As a result, he said “the ‘savings’ from the stamp duty holiday have been dwarfed by the impact of recent house price gains”.
Under the government's tax break between July 2020 and the end of June, the first £500,000 of a property’s value incurred no stamp duty land tax.
Gardner pointed out that for a £500,000 property which saw the same average increase as the “typical” UK property over this period, the comparable house price increase was around £57,000 against a stamp duty saving of just £15,000.
Gareth Lewis, commercial director of property lender MT Finance, echoed Gardner's thoughts.
He added: “House prices haven’t fallen off a cliff. Consumer confidence is still relatively high. Buyers haven’t got to the end of June and said they are not going to proceed with a purchase any longer."

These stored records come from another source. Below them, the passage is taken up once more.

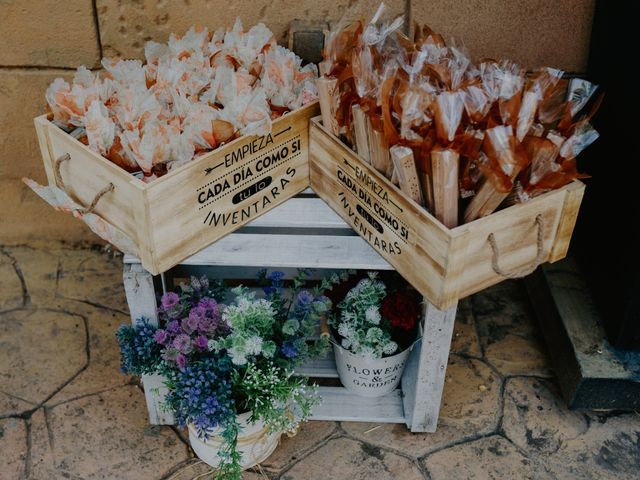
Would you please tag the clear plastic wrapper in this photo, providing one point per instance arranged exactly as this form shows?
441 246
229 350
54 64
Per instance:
503 128
448 107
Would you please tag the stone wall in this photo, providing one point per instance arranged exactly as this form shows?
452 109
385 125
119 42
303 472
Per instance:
45 39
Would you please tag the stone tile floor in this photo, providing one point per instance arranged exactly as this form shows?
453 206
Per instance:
67 412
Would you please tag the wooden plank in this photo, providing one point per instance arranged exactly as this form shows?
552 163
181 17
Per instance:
219 193
405 167
276 251
86 173
339 404
515 231
361 132
312 213
141 298
320 368
424 374
155 392
444 164
573 199
412 240
41 123
328 102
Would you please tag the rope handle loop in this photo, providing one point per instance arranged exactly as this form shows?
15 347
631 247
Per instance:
58 177
523 272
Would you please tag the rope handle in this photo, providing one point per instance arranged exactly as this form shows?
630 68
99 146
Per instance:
523 272
58 177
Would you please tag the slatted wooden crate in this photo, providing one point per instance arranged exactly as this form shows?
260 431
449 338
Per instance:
192 206
305 232
443 264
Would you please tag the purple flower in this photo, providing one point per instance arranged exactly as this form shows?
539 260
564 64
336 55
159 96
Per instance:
161 337
210 305
276 276
170 300
170 354
268 290
183 343
289 350
201 342
173 326
207 325
198 312
181 360
305 298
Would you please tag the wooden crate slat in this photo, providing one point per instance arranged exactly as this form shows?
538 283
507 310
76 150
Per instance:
311 213
340 404
312 251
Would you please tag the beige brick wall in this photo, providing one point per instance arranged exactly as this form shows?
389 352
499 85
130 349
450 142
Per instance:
45 39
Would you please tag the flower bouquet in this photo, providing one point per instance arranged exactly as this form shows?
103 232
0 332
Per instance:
374 331
229 367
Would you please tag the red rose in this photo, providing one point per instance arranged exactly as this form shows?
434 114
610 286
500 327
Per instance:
402 309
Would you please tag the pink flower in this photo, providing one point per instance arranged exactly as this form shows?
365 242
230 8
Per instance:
161 337
190 325
182 343
181 360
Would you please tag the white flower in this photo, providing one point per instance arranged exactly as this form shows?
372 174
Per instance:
253 345
390 347
346 330
372 315
368 352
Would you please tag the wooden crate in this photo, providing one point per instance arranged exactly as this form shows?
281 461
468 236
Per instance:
305 232
180 213
443 264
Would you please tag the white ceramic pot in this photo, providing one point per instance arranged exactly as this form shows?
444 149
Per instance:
369 377
255 443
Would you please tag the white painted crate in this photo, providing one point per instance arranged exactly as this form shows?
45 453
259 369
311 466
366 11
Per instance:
305 232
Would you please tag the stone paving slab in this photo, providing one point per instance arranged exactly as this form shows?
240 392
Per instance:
13 448
104 436
470 408
344 458
67 412
488 458
40 351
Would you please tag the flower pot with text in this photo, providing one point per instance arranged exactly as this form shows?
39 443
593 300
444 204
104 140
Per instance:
373 335
370 377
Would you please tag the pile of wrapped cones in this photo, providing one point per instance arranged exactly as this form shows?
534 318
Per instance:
191 95
460 138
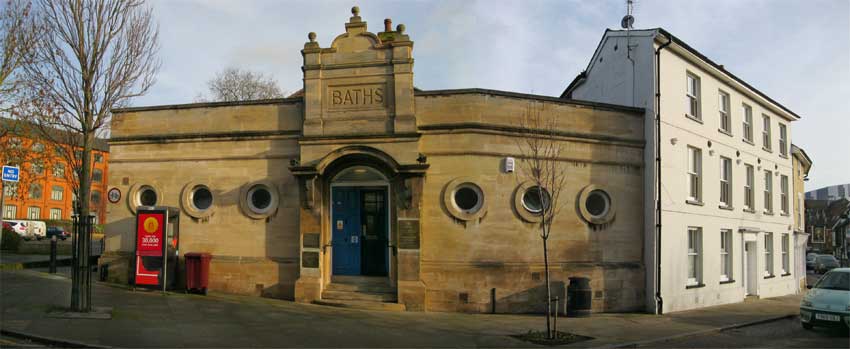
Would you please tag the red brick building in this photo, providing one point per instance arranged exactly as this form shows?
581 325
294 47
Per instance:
46 190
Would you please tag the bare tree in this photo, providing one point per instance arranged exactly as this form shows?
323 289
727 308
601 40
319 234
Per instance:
21 146
234 84
96 55
543 169
18 33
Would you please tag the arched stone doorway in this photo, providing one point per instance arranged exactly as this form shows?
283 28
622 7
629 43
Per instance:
360 222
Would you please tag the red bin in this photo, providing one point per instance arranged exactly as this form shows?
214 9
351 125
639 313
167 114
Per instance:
197 272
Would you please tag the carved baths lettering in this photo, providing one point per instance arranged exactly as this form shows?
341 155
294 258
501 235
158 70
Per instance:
358 96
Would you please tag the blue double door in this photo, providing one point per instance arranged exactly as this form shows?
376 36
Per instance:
360 236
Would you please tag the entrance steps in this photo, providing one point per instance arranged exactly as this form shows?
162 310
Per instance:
361 292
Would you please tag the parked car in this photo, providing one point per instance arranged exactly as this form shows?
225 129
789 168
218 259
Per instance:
37 229
19 227
810 261
60 233
825 263
828 301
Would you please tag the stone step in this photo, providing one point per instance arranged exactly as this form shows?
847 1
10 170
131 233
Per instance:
359 296
361 280
365 305
360 288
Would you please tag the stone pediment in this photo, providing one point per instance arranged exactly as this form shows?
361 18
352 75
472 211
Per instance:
355 42
361 84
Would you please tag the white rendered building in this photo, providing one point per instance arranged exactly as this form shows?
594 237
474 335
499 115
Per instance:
725 176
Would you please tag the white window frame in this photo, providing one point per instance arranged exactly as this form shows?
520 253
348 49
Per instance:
10 211
694 254
801 223
765 133
749 188
726 182
37 167
692 96
748 122
34 212
59 170
99 178
57 195
726 260
36 191
768 191
815 235
783 194
768 254
725 117
694 174
786 268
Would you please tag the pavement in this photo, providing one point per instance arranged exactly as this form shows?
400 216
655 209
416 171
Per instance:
786 333
154 319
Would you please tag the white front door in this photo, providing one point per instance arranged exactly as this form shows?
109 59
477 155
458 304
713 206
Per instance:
751 268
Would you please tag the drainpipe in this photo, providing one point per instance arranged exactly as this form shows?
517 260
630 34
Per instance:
659 302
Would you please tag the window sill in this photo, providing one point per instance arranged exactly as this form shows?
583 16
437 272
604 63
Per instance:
694 118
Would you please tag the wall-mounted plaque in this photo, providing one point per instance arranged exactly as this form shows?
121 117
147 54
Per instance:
408 234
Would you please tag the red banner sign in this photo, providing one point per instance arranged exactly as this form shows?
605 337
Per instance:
149 234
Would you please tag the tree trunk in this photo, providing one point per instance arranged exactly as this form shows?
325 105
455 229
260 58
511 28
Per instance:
548 289
80 292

He said those who couldn’t meet the deadline “are still continuing in order to take advantage of the reduced stamp duty savings before the end of September”.
Recent research supports this observation. According to a survey commissioned by mortgage broker John Charcol, released today (July 28), two thirds of people who bought a home in the last year said the stamp duty holiday did not play a major part in their decision to buy.
The London School of Economics found the stamp duty holiday generated 140,000 “extra” transactions in the UK mortgage market, but contributed a meagre 0.1 per cent of GDP.
For the economy as a whole, LSE distinguished policy fellow Kath Scanlon said the stamp duty tax holiday probably wasn’t “so much” worthwhile due to the spike in house prices, compared to how worthwhile it was for the industry and its employers.
Looking to the next month, Lewis said: “August’s figures could well fall again because of the time of year, with many people trying to get away on holiday.
“It will be interesting to see what happens in September, and whether that final push to take advantage of the tail end of the stamp duty holiday will provide some further stimulus to get over the line, keeping prices high.”
Meanwhile chief executive of property consultancy SPI Capital, Anna Clare Harper, warned the pace of growth “makes ‘affordable home ownership’ for most younger and less well-off people unlikely”.